The entropic descent toward disorder in Allen’s work lately has reached productive depths of painterly intensity. His recent show “Deepdrippings” displayed an altogether new forcefulness and concentration, just as it also saw the artist convincingly reengage with previously successful processes. Several small and midsize paintings in this exhibition were once again framed with absurdly lumpy and uneven rows of clotted color. But this time the space within was a flattened match for the outer edges: a central, loosely patterned plane composed of the same richly marbled raw material that surrounded it. The crude, toughened mounds of blue, yellow, and pink paint in Bombay Soutin (all works cited, 2016), become refined as a beautifully flecked abstract composition in the smoothed-out center. Sluglimo (Art of the Stomach Version) is structurally similar, but sludgier at the edges and more dense and murky inside the deliberately unlovely frame. Paint seems churned up, then evened out.

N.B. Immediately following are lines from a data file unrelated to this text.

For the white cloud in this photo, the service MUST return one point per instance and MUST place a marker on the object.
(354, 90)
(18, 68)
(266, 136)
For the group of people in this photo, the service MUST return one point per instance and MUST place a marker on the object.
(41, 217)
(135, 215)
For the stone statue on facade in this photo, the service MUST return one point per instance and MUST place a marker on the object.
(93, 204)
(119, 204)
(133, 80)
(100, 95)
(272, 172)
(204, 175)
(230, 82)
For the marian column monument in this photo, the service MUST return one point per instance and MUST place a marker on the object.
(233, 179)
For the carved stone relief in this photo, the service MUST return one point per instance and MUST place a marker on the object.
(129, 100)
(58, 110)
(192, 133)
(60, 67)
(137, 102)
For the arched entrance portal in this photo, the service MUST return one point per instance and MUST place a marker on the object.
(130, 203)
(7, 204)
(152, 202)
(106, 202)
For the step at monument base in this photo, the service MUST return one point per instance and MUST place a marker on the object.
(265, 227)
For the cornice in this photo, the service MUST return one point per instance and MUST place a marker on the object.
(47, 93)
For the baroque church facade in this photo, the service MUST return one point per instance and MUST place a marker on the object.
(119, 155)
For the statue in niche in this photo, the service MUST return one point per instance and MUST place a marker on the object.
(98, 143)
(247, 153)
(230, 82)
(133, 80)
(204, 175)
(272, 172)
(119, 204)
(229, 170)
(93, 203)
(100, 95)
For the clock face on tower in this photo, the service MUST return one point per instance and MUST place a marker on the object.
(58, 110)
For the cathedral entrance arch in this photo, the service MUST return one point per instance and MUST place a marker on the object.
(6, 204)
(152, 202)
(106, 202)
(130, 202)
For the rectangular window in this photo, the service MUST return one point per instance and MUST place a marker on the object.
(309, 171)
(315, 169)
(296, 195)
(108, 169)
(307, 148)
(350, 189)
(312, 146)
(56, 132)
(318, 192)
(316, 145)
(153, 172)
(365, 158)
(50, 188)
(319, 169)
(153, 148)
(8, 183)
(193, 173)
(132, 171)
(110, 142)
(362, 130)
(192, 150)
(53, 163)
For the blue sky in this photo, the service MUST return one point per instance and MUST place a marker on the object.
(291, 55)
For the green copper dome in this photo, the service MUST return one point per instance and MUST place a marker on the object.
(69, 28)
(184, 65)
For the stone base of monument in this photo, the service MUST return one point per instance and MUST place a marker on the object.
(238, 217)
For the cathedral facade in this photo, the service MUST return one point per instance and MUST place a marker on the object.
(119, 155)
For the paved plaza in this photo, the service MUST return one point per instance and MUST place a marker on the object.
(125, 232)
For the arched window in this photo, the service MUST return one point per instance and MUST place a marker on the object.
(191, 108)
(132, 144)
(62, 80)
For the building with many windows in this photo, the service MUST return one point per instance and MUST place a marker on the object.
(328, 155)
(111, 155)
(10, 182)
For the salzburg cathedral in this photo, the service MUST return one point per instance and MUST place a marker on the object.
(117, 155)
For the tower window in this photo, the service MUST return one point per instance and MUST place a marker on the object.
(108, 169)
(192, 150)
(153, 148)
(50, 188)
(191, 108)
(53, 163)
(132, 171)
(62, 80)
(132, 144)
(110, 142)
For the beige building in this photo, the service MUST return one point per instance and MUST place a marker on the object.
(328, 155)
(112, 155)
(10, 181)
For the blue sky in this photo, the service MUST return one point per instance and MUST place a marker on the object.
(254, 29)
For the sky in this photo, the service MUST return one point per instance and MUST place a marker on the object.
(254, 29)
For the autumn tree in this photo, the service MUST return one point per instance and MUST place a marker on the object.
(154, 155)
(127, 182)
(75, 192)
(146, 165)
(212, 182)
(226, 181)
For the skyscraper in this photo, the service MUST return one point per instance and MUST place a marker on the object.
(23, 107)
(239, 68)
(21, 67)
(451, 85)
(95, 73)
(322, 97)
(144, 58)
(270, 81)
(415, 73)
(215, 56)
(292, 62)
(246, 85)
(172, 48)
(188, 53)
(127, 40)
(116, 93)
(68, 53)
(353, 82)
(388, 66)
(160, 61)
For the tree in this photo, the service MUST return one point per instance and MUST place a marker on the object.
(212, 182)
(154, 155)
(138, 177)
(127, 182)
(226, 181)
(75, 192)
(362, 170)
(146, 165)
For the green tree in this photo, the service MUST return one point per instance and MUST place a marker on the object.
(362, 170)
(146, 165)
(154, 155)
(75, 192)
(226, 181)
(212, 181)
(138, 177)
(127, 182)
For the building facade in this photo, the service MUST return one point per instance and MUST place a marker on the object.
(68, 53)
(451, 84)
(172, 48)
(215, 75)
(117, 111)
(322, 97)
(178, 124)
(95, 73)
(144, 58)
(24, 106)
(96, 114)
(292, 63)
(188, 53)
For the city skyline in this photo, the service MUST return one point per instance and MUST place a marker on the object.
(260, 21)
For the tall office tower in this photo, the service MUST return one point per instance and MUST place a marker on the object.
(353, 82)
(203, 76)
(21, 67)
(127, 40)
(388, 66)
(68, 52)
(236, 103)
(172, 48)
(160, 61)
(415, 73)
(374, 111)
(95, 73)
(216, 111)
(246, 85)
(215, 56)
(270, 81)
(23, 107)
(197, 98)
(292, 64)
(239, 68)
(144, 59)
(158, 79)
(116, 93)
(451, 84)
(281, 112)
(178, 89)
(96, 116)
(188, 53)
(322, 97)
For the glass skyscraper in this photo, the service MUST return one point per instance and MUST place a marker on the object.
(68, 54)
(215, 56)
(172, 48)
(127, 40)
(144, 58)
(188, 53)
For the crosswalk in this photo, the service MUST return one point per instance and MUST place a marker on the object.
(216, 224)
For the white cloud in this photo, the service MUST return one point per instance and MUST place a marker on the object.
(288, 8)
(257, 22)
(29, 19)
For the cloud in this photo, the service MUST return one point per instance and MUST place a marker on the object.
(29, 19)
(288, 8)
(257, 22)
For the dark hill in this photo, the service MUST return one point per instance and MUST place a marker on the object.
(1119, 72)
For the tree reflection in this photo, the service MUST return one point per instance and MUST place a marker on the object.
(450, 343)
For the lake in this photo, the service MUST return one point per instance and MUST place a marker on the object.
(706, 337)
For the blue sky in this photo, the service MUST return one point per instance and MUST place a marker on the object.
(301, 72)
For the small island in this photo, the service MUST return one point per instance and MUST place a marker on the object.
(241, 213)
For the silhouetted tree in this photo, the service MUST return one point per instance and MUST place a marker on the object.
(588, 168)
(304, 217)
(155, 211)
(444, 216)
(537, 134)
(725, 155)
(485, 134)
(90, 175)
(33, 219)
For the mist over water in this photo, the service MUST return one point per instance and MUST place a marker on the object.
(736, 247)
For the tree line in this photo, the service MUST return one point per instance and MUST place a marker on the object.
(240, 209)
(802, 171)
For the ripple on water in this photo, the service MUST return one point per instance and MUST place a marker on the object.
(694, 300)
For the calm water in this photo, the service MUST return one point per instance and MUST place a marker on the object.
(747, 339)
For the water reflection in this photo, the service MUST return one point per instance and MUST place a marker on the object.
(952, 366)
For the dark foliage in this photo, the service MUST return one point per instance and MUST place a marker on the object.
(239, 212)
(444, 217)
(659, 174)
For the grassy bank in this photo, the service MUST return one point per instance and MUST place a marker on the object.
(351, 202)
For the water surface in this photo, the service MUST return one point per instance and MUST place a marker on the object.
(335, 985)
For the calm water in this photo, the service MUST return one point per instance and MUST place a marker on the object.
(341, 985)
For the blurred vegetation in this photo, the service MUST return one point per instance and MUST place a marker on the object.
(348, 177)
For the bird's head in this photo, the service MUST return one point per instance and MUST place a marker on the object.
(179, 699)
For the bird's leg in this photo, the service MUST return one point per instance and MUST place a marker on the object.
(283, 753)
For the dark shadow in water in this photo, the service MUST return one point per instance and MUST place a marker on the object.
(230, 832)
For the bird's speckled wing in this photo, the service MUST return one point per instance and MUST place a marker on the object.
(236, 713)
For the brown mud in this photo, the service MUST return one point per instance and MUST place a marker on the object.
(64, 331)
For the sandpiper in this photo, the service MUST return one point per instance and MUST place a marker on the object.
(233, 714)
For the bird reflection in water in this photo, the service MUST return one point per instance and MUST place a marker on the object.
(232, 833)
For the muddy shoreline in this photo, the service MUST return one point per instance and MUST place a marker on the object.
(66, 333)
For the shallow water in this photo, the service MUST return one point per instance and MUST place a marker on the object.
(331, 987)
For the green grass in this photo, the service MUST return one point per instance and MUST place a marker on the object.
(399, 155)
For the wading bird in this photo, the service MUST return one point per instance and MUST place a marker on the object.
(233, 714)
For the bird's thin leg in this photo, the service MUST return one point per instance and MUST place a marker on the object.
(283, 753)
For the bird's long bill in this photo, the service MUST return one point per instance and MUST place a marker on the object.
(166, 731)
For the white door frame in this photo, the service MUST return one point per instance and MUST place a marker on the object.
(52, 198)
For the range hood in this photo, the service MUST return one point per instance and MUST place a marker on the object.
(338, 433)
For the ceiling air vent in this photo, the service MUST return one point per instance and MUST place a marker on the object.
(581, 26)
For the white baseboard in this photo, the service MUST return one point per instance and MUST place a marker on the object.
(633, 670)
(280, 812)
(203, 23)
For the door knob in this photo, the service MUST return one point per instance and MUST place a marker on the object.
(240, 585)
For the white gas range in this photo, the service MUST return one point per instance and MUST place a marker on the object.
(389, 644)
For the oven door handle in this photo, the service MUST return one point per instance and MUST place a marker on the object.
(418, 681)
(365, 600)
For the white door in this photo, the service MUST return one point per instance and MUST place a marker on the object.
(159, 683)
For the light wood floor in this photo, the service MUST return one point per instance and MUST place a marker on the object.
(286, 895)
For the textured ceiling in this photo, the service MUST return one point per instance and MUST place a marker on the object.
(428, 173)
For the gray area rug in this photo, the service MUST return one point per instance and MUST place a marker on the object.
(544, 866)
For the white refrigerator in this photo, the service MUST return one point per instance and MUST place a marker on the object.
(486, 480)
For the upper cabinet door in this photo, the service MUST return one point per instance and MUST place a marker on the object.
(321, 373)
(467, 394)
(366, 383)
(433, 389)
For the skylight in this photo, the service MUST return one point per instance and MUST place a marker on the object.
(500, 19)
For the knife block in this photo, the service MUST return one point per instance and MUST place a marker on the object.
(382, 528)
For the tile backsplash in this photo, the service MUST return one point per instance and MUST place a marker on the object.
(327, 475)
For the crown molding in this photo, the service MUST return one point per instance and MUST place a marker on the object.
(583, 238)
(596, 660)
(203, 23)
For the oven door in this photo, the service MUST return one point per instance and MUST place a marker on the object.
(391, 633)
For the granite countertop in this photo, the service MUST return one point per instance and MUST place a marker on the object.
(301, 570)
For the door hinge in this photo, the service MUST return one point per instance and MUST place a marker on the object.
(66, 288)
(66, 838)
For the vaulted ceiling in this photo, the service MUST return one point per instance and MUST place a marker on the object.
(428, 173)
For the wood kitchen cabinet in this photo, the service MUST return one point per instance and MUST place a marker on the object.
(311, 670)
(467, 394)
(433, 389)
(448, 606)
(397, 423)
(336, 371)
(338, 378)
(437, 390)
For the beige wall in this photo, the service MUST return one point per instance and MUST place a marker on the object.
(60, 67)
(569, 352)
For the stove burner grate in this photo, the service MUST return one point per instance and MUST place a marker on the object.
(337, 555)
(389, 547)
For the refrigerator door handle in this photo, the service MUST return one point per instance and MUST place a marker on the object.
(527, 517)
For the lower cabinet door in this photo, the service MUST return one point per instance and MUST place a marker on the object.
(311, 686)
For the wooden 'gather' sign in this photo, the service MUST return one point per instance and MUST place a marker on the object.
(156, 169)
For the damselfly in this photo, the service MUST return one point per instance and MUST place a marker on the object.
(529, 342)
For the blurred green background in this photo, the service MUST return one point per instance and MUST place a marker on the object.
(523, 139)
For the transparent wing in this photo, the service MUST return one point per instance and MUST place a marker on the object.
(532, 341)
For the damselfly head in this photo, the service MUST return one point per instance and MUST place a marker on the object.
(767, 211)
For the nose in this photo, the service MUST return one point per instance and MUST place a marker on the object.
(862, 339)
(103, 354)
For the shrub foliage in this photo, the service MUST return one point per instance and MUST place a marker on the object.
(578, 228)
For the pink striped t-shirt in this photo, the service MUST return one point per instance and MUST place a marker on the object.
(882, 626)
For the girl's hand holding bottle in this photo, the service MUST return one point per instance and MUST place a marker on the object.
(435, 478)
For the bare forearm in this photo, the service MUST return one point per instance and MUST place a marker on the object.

Such works appear to prioritize material density over compositional design. An extraordinary compacting of components calls to mind the phenomenon of dynamic range compression in present-day music production: The signal-processing operation guarantees super-loud impact at the expense of sonic nuance. The effects of Allen’s painterly compressions are often more delicate—the flat inner space of Austin Midnight, for example, has the finely patterned intricacy of polished terrazzo—but the frequent sense of urgent aesthetic simultaneity, of too much happening all at once, certainly has a contemporary feel. The larger “Deepdrippings” paintings, 2016–, were comparably intense in their kaleidoscopic complexity: busy, warped spaces, with wavy vertical bands of gray or creamy white alternating as an unsteady ground, over which countless little strips of zesty color are frenetically scattered. These are dizzying works, sending our eyes in a dozen directions at once. Stand close, though, and you discover their extreme density, too: They are as hectically distracting as the world we live in, but as substantial as the ground we stand on.